M. Darzac read it with the blood seeming to die away from his face as we looked at him.
“She will go mad again,” was all that he said.
That was what he dreaded—all of us—and, strangely enough, when we arrived at the station of Mentone Garavan and found M. Stangerson and Mme. Darzac (who were awaiting us in spite of the promise which theProfessor had made to Arthur Rance not to leave Rochers Rouges nor allow his daughter to do so until we came, for reasons which their host said he would tell them later, not being able to invent them on the spur of the moment) it was with a phrase which seemed the echo of our terror that Mme.
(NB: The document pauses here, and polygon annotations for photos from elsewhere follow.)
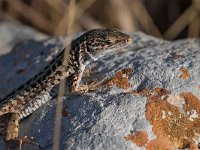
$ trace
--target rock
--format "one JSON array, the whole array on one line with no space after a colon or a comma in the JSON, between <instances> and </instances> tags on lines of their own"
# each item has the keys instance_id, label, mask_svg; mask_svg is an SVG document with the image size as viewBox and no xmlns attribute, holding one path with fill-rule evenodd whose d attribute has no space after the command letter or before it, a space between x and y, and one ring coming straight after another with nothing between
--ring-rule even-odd
<instances>
[{"instance_id":1,"label":"rock","mask_svg":"<svg viewBox=\"0 0 200 150\"><path fill-rule=\"evenodd\" d=\"M169 42L139 32L131 36L134 43L125 52L88 66L84 81L106 76L104 85L84 95L66 93L62 118L56 121L56 100L51 100L22 121L20 136L34 136L50 150L54 122L61 121L60 149L198 149L200 40ZM2 56L1 96L37 74L64 41L27 41Z\"/></svg>"}]
</instances>

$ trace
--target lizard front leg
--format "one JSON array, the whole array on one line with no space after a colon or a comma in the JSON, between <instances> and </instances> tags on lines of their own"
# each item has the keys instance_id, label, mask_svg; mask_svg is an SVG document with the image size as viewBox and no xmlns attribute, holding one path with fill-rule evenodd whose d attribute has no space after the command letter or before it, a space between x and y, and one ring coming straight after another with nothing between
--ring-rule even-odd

Darzac greeted Rouletabille. As soon as she perceived the young man, she rushed toward him and it seemed to us that she was making a great effort not to throw her arms around him. I saw that her spirit was clinging to him as a shipwrecked sailor grips at the hand which is stretched out to save him from drowning. And I heard the words that she whispered to him:
“I know that I am going mad!”
As to Rouletabille, I may have seen his face as pale before, but I had never seen it look like that of a man stricken with his death blow.